Evangile de Jésus-Christ selon saint Matthieu
Mt 5, 1-12

Quand Jésus vit la foule, il gravit la montagne. Il s'assit, et ses disciples s'approchèrent.
Alors, ouvrant la bouche, il se mit à les instruire. Il disait :

« Heureux les pauvres de coeur :le Royaume des cieux est à eux !
Heureux les doux : ils obtiendront la terre promise !
Heureux ceux qui pleurent :ils seront consolés !
Heureux ceux qui ont faim et soif de la justice :ils seront rassasiés !
Heureux les miséricordieux :ils obtiendront miséricorde !
Heureux les coeurs purs :ils verront Dieu !
Heureux les artisans de paix :ils seront appelés fils de Dieu !
Heureux ceux qui sont persécutés pour la justice :le Royaume des cieux est à eux !
Heureux serez-vous si l'on vous insulte, si l'on vous persécute et si l'on dit faussement toute sorte de mal contre vous, à cause de moi.
Réjouissez-vous, soyez dans l'allégresse, car votre récompense sera grande dans les cieux ! C'est ainsi qu'on a persécuté les prophètes qui vous ont précédés.

Nouvelle homélie :
Ayons de l’ambition
Christine Fontaine

Autre homélie :
"Réjouissez-vous, soyez dans l'allégresse !"
Michel Jondot


Ayons de l’ambition

Le bonheur ni au ciel ni sur terre !

Il y eut un temps dans l’Église, nous dit-on, où ce texte des béatitudes fut utilisé pour faire taire la révolte des masses. On disait aux pauvres de se réjouir de ne rien posséder sur la terre puisque le royaume des cieux leur appartient. On laissait pleurer les malheureux : leurs larmes annonçaient un avenir de consolation éternelle. Quant aux doux, on pouvait leur faire violence, on pouvait même voler leur bout de terre, puisque Jésus leur promettait de recevoir la terre entière en héritage. On invitait les miséricordieux à continuer de pardonner à leurs bourreaux dans l’attente d’une récompense pour plus tard. Les cœurs purs, ceux qui n’ont pas le cœur bouché par l’avarice, verraient un jour le Bon Dieu ; alors de quoi pouvaient-ils se plaindre aujourd’hui ? Et quel honneur plus grand pour les artisans de paix que d’être appelés un jour Fils de Dieu.

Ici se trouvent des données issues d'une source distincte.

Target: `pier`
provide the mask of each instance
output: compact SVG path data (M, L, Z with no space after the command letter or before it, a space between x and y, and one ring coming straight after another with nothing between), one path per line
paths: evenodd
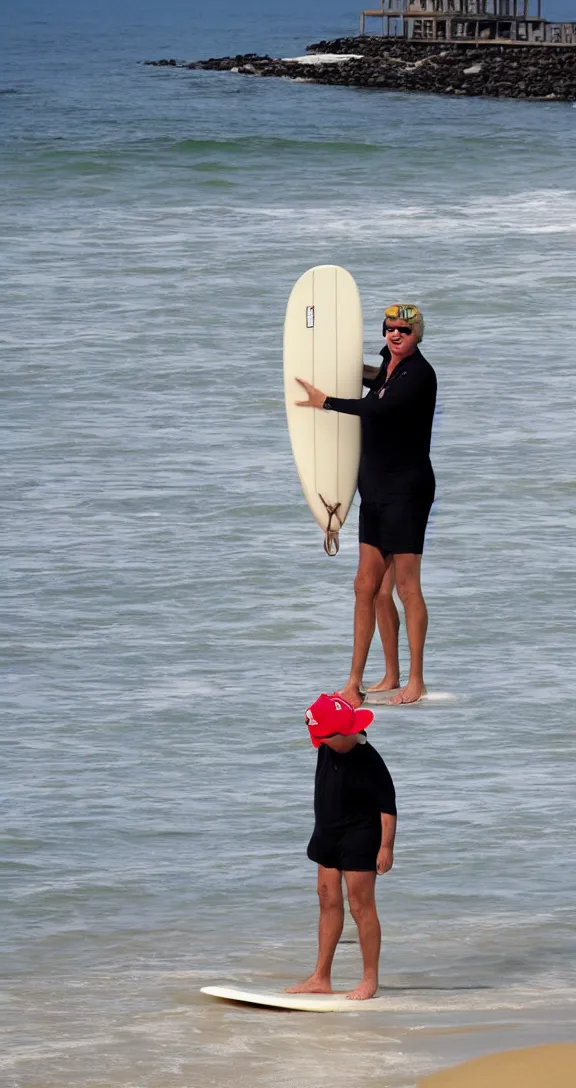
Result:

Il y eut, paraît-il, ce temps où les béatitudes furent interprétées ainsi. Mais il y eut un autre jour où certains se sont levés et ont dénoncé cette religion « opium du peuple ». Cette religion où le peuple a le devoir de tout supporter aujourd’hui en vue d’un bonheur pour demain, dans le ciel. Ceux-là ont montré aux pauvres que le discours sur la Montagne était pain béni pour les exploiteurs, dont les Grands de ce monde et ceux de l’Église faisaient partie. Alors des foules d’exploités se sont levées ; elles ont refusé d’attendre sur cette terre un bonheur toujours promis pour plus tard. Elles se sont battues parfois avec violence pour que justice leur soit faite dès maintenant, pour que la terre soit partagée équitablement entre tous dès aujourd’hui. Elles y ont cru, elles ont combattu jusqu’au sang… et on ne peut pas dire que ce fut concluant… Aujourd’hui les riches le sont de plus en plus et la misère des autres s'aggrave de plus en plus. La plupart des exploités ne mettent certes plus leur espérance dans le ciel, mais ils ne la mettent pas d’avantage dans un avenir qui chanterait sur terre.

À quoi bon !

Nous sommes ainsi passé d’un désenchantement d’une religion qui faisaient miroiter le ciel pour faire supporter le malheur ici-bas à un désenchantement de l’existence humaine sur la terre. Nous connaissons les méfaits d’une religion opium du peuple : nous ne pouvons plus nous contenter de vivre en espérant un bonheur pour demain au ciel. Mais nous connaissons aussi les méfaits du stalinisme ou du nazisme qui prétendaient chacun à leur manière procurer le bonheur dès maintenant. Nous sommes désabusés, désenchantés, sans grand espoir ni pour aujourd’hui ni pour demain.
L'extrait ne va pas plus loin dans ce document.